Wohnen Studierende haben ein Fertig-Dachgeschoss entwickelt, das auf Altbauten passt und das ganze Haus mit Strom versorgt. Derzeit liegt es im Lager

Insgesamt finden auf dem Dach 70 Quadratmeter Photovoltaikzellen Platz, die beweglich sind Foto: Julian Christian

Berlins Dächer könnten in wenigen Jahren zu bewohnbaren Stromversorgern werden – zumindest nach einer Idee von Alessandro Jänicke. Der 29-Jährige hat zusammen mit einer Gruppe von fast 40 weiteren Studierenden der Technischen Universität (TU) und der Universität der Künste (UdK) ein Solar-Hausdach entwickelt, das das ganze Haus mit Energie versorgt und den Überschuss ins Stromnetz einspeist. Ungenutzte Dachstühle sollen nach dem Dachausbau-Modell „Rooftop“ so einfach in komfortable Wohnungen mit Mehrwert umgewandelt werden – ohne dass neue Grundflächen erschlossen werden müssen.
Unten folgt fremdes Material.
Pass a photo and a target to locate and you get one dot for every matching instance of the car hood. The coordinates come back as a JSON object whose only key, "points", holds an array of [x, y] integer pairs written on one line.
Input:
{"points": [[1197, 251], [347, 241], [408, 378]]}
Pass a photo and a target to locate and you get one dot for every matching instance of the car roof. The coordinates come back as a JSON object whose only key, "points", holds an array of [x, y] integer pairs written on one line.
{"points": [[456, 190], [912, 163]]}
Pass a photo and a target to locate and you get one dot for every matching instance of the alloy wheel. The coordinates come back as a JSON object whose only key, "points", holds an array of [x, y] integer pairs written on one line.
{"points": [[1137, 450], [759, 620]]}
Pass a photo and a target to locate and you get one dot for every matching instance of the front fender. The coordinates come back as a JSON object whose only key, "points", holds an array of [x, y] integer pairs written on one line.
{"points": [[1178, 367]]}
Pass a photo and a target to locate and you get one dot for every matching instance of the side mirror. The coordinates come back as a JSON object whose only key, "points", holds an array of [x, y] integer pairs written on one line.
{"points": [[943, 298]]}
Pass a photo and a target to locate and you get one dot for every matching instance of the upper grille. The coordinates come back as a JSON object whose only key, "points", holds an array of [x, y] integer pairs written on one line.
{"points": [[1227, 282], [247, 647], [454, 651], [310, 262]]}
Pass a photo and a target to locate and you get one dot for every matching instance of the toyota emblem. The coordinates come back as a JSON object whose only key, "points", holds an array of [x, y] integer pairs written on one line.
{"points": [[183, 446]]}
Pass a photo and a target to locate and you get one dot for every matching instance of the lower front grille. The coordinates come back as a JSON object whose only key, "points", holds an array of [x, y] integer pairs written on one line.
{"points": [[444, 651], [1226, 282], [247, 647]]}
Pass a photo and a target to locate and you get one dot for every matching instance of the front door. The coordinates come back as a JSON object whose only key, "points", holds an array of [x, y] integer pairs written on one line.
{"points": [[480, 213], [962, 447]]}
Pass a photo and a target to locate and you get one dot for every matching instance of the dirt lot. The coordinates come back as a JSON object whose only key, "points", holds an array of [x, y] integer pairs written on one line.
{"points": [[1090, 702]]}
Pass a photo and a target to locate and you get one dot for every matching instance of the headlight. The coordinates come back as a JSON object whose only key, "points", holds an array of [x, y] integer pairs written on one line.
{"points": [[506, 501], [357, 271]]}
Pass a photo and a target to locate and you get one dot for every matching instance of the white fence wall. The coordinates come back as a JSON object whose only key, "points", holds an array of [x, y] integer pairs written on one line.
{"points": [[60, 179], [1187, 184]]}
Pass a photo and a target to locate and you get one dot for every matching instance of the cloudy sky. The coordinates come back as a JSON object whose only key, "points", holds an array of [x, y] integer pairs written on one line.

Das „Rooftop“ ist ein rechteckiges Holzhaus, dessen Dach und Außenwände aus acht Glasplatten besteht. Insgesamt finden so auf 70 Quadratmetern Photovoltaikzellen Platz. Die Module sind beweglich, funktionieren auch als Wärmedämmung und liefern im Durchschnitt dreimal so viel Energie, wie das Haus darunter benötigt. Die Wohnfläche beträgt 58 Quadratmeter; dort befinden sich Schlafzimmer, offenes Wohnzimmer und Küche. Der Rest ist Dachterrasse.

Die Studenten haben in ihrem Energiekonzept nicht nur auf Solarstrom gesetzt, sondern auf eine Kombination aus Dämmsystem und Mehrschichtfassade. Das soll für ein gutes Raumklima sorgen und zugleich Heizkosten sparen. Soll – denn derzeit liegt das Projekt wieder auf Eis oder besser gesagt: Seit einem Jahr sind die Bauteile des „Rooftops“ in der Peter-Behrens-Halle der TU im Wedding eingelagert.

In der Fertigungshalle am Humboldthain türmen sich die Holzbauteile mehr als zwei Meter hoch. Bis auf die Küche lässt sich wenig erkennen. „Das ist selbst gebaut und geschliffen“, sagt Jänicke, der Brille und Vollbart trägt. Der mittlerweile fertig studierte Architekt hat bereits Erfahrung im Hausbau in Sierra Leone gesammelt, als er mit anderen am Aufbau eines Ausbildungsbetriebs ­geholfen hat. Er streicht eine leichte Staubschicht von einer Bambusschublade, die halb mit einer grünen Plane und Klebeband bedeckt ist.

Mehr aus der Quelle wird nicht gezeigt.